CBP on Wednesday also announced that 25 gates would be built into the existing border levee wall system in the Border Patrol’s RGV Sector, which spans from Rio Grande City to Brownsville, Texas, and includes Hidalgo County. It’s uncertain from the news release exactly where those gates will be located.
“Once installed, the gates will serve as a persistent impediment to smuggling organizations while still allowing access for property owners, USBP, other local/state/federal officials, and local emergency responders,” CBP wrote. “These projects will improve the RGV Sector’s ability to impede and deny illegal border crossings and the drug and human smuggling activities of transnational criminal organizations.”
But Nicol says it will also impede customers from coming to the Riverside Club, and will hinder residents of nearby Chimney Park RV Resort from accessing their tailor homes.
RV trailer park to be cut off by wall
The new border wall will start atop a steep levee that abuts the RV Park, and will span eastward toward the western edge of Santa Ana Wildlife Refuge. With a 150-foot wide enforcement zone surrounding the new wall, to incorporate roads, lighting and sensor technology, several trailer plots likely will be removed to make way for construction.
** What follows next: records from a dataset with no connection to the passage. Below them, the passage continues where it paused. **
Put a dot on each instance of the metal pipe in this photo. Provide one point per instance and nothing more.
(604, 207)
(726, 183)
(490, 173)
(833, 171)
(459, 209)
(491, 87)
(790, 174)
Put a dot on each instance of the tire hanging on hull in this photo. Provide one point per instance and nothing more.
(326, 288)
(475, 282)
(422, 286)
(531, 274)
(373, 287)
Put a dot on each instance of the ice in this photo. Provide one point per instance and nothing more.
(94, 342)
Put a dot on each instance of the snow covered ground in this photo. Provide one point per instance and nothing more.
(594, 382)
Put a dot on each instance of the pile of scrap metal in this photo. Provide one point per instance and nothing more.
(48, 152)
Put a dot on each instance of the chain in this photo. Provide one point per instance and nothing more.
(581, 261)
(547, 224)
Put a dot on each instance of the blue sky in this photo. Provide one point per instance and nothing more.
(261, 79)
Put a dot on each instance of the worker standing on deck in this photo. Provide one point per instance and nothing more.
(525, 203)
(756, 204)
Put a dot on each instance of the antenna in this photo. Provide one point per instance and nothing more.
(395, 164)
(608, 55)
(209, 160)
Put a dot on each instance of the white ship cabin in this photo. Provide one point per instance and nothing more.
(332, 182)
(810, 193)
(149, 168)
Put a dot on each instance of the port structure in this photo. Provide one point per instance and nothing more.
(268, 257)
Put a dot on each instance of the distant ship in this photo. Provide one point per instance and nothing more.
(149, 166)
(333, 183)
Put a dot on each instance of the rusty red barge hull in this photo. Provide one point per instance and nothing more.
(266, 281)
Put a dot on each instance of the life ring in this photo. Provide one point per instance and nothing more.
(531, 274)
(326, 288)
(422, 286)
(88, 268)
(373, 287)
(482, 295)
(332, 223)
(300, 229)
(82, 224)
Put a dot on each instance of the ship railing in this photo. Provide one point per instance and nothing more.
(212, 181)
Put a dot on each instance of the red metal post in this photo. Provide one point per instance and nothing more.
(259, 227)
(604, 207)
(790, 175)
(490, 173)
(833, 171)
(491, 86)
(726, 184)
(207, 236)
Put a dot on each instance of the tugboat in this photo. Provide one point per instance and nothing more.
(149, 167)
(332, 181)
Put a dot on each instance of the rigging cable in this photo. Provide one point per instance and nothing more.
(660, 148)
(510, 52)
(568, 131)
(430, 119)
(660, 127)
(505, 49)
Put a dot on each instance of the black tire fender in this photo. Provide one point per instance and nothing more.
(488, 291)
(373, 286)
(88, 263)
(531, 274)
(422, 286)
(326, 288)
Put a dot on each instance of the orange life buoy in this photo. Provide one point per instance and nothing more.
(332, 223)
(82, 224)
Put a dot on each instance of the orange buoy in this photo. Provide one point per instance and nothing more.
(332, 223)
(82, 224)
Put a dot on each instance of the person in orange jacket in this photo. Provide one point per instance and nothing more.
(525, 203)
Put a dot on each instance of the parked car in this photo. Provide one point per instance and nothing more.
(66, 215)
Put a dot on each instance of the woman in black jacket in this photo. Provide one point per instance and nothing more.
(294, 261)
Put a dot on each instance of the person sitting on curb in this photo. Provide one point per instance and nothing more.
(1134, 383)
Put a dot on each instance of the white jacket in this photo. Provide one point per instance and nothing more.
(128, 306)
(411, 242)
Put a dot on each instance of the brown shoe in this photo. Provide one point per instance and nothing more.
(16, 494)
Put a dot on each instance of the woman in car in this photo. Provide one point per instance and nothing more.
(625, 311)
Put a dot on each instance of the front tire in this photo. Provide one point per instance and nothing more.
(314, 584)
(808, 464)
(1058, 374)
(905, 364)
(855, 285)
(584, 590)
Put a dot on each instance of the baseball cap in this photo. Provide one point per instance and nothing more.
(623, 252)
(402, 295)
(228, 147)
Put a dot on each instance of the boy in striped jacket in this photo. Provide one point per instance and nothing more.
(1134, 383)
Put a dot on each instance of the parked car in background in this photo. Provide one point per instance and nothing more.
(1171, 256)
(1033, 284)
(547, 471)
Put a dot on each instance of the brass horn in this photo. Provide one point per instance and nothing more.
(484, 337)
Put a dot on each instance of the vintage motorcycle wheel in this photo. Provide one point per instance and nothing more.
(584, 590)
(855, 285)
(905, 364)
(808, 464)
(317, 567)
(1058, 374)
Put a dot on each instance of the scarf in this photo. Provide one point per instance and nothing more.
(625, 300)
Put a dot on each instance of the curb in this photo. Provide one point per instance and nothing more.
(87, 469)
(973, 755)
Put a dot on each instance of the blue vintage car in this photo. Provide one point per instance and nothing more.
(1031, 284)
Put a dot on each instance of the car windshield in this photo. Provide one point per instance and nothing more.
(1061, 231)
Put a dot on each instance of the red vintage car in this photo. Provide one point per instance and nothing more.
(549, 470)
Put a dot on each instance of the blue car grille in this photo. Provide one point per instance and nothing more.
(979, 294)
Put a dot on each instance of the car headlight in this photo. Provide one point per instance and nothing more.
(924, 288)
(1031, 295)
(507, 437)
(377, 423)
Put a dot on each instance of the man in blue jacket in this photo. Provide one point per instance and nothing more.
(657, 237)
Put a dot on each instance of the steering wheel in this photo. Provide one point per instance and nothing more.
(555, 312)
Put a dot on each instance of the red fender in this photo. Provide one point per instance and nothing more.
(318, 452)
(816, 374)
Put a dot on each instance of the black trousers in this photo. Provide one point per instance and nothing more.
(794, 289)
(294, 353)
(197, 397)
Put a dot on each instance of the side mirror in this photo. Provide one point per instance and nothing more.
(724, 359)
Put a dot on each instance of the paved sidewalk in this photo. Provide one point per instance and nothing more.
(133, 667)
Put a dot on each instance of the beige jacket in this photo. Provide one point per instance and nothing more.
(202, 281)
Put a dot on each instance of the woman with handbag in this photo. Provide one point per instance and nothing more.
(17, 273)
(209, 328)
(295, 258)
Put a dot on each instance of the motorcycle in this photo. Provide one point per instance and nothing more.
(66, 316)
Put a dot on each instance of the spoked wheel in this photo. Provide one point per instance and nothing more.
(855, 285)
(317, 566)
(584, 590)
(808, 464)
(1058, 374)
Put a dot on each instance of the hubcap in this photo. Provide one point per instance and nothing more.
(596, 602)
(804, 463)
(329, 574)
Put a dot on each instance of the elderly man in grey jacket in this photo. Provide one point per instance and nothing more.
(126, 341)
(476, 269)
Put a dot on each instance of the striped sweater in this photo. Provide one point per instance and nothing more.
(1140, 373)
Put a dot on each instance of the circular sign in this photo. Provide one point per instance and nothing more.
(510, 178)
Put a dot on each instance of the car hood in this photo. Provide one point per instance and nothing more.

The wall will be made of 18-foot-tall steel bollards that have a special metal plate at the top to prevent climbing. The 4-inch-wide steel post bollards will be spaced tightly together to prevent passage, but Nicol says it also will prevent wildlife from getting from one side to the other.
For more on the border wall design and specifics, please read this previous Border Report story.
Just a couple miles away from the RV park, off a highway and behind a razor wire fence, sit stacks of new bollards that will likely be used to build new sections of the controversial border wall in western Hidalgo County.
Southwest Valley Constructors, which was awarded the contract to build the new wall in Hidalgo County, was also awarded a $646 million contract in May to design and build a border wall near Tucson, Arizona. The Albuquerque-based company was founded in 2017 and has 99 employees.